You must next keep the top 1" of soil consistently damp until the grass germinate and grow which can take anywhere from 2-6 weeks depending on soil temperatures and grass types chosen. Never let the seeds dry out completely or they will die. I prefer to water 1-2 times per day for 2-6 weeks until the new grass is 2-3" tall and have been mowed once. Just apply enough water to moisten the top inch of soil. E.g. watering twice daily for 10 minutes each time is fine.

Then gradually start to increase the time between watering and the amount of water you apply. The goal (after 2-3 weeks) is to water infrequently but deeply. This means once per week for 2 hours instead of daily shallow waterings.

Daily shallow waterings (twice per day for 10 mins) is for periods during seed establishment. After grass has germinated (sprouted) you gradually transition to an infrequent but deep watering pattern (once per week for 2 hours). This is how you water an established lawn.
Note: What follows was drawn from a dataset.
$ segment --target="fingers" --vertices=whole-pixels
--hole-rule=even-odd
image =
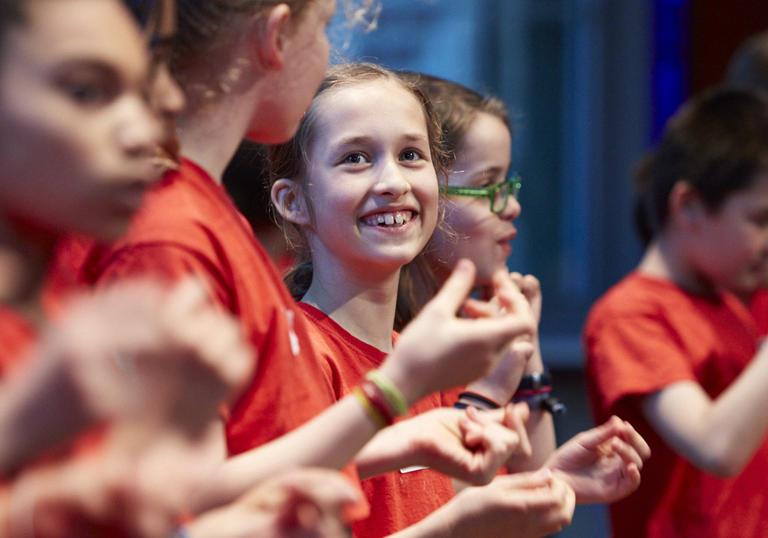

During the first summer, make sure you water the lawn atleast once per week. Do not let the lawn go dormant (turn brown and die) due to draught or you loose your young seedlings.

I recommend fertilizing with a good quality lawn fertilizer (such as Scott's Turfbuilder) at time of establishment (early May) and then again in late June. Always apply fertilizer to a dry lawn and water in immediately. Repeat again early september and late october. Do not fertilize during hot summer months.

Mow frequently and mow high. Mow the lawn 2.5-3.5" tall (after a cutting). Avoid mowing lawns too low (1-2"). Always use a sharp mower blade and recycle the clippings to the lawn using the mulch mower setting, if available.

Finally, I recommend that you apply an insecticide for grubs in late spring. In june apply a product against grubs which has the active ingredients MERIT (Imidacloprid). This particular ingredient can be used against grubs and is not going to kill your earthworm population or other beneficial insects. There are many bags of grub prevention available at lawn garden centers but many of them are based on very toxic insecticides. Try to find a bag which has IMIDACLOPRID as the active ingredient (see lable on the back of the bag).

Examples include: Bayer Advance Season-Long Grub Control Granules (some bayer advance products use other ingredients so check the lable).

Another option is Scott's Grub-Ex.
Check the label on the GrubEx bag to verify that its active ingredient is imidicloprid.

You can also use products which contain Halofenozide, if you find these.

If you use products with Halofenozide or imidicloprid, you can just apply one applications in june.

Ok:
- in mid may check if the lawn has greened up. If not then rake out dead grass and preferably loosen the top few inches of soil with a spade/rake.
- spread grass seeds thickly and stamp down well. Water the lawn frequently and shallowly until germination occurs and grass has grown 2-3".
- gradually transition to an infrequent but deep watering pattern, but make sure you water atleast once weekly during the first year of new grass growth.
- fertilize at time of seeding and again in late june. Then repeat in early september and late october. You can apply fertilizer at time of seeding,but then always apply fertilizer to a dry lawn (not draught stressed, but not damp either). Water in immediately with plenty of water. I usually water the lawn a few days before applying fertilizer and then add the fertilizer when the grass blades are dry.
- mow frequently and mow high (2.5-3.5"). recycle clippings to the lawn
- apply an insecticide against grubs in late june, try to find imicloprid as it is safe on beneficial insects in the ground.